*Written Virgina Baker*
Everyone, including myself, is tired of hearing about “what a crazy time we are living in.” This idea has become such a cliché, and as with most clichés it is rooted in reality. We are living in a crazy time. Our world was rocked, and we adapted to a new “normal” quicker than anyone could have expected. These changes can be very traumatic, especially when coupled with all of the other curveballs life has to offer. It can all just be so much sometimes.
No one is expected to navigate this alone; we have to lean on one another sometimes, and that is OKAY. Finding and identifying the right kind of people for life’s biggest and smallest trials is key. One trait that I have found makes all the difference is positivity. The people who you surround yourself with amplify different areas of your life: positive people amplify the positive aspects of your life, whereas negative people amplify the negative. In a time as challenging as this, we cannot afford to be wasting our time on any more negativity. For our own sake, as well as others’, we need to remain optimistic.
As author Wayne W. Dyer expressed in his book No Excuses!, “as you think, so shall you be.” This quote drives home just how important your state of mind is. There are so many things in life that you cannot, and will not, change, but the one ever-malleable part of your current situation is your mindset. However, this can also feel like one of the hardest things to change.
The best advice that I’ve received for integrating positivity into my daily life is to begin with gratitude. It’s simple: by acknowledging the parts of our lives that we are thankful for, we automatically become more aware of their existence. The more energy you give to something, the bigger a role it will play in your perspective of the world. When we feed negativity by entertaining life’s downfalls, we grant pessimism power over our lives.
Being optimistic and incorporating positivity into your life does not mean that you are always happy. It is imperative that people understand the difference between authentic positivity and toxic positivity. Toxic positivity is when people mask real feelings with a brave face and a fake smile. Positivity should never be used to dismiss how someone feels. So often people brush over feelings of sadness, loss, or discouragement in an effort to feel better. Do not be fooled: this is SO unhealthy. Feelings are meant to be felt, not dismissed.
Toxic positivity can take many shapes: repression of one’s feelings, dismissive platitudes towards others’ (e.g. “it could be worse,” “it’s fine,” “just cheer up”), guilting yourself or others for feeling down…the list goes on forever. The thing about toxic positivity is that it almost always comes from a place of good intention, yet still causes real problems. For me, when I see one of my friends struggling, all I can think about is relieving some of their pain, but it is often hard to know how to do so. There is no one answer, as every person and situation is different.
There are two things that I always try to remember:
- Sometimes all people need is someone to be there so they are not having to endure it alone. Just make yourself available and show ‘em the love. Let them take the lead and show you how they need you.
- Validate their feelings. This one is so important. When people’s feelings are made to feel “wrong,” it can lead to feelings of shame and further discourage them from seeking help. Isolation can feel like Sisyphus’ boulder: fighting and fighting, only to have it all come crashing down around them.

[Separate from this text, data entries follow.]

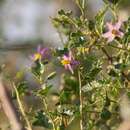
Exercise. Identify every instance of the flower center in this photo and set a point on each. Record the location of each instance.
(115, 32)
(65, 62)
(37, 56)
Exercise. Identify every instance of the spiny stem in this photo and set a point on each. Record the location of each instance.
(48, 113)
(22, 108)
(81, 101)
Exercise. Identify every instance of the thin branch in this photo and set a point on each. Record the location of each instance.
(81, 101)
(22, 108)
(9, 108)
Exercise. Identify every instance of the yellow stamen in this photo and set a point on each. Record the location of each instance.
(37, 56)
(65, 62)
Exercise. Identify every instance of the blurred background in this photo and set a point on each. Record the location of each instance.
(26, 23)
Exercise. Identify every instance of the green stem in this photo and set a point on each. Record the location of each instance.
(48, 113)
(22, 108)
(81, 101)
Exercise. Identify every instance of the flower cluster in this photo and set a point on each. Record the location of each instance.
(113, 31)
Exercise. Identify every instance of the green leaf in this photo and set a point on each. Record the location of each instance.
(99, 20)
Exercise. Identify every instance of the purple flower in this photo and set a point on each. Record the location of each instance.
(113, 31)
(69, 62)
(42, 54)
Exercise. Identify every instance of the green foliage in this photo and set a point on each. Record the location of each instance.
(96, 71)
(40, 119)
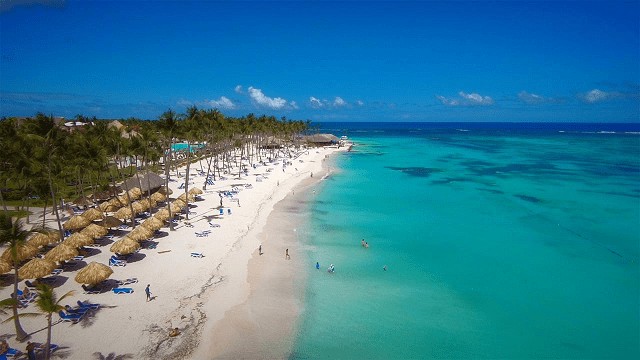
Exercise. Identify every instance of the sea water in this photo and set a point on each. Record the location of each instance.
(499, 241)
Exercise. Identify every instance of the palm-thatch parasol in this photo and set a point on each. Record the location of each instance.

Not only is it important for us to be positive but to also make sure our positivity is doing more good than harm. The best way to combat negativity is to find people who fill you up with joy and to try to spread that joy to others — remember that positivity is about more than just smiling through the pain, it is a tool that helps us find the good in each moment, enabling us to illuminate even the darkest of days.
In the midst of this pandemic, so many of us have felt the need to accept our “new normal” and carry on, but nothing about this situation is normal. Growing pains should be expected — there is so much that has shifted over the past twelve months. No one is expected to be able to navigate all of this without a misstep (or ten). If we perpetuate a facade that we are all “doing fine,” we will continue to isolate those who are not.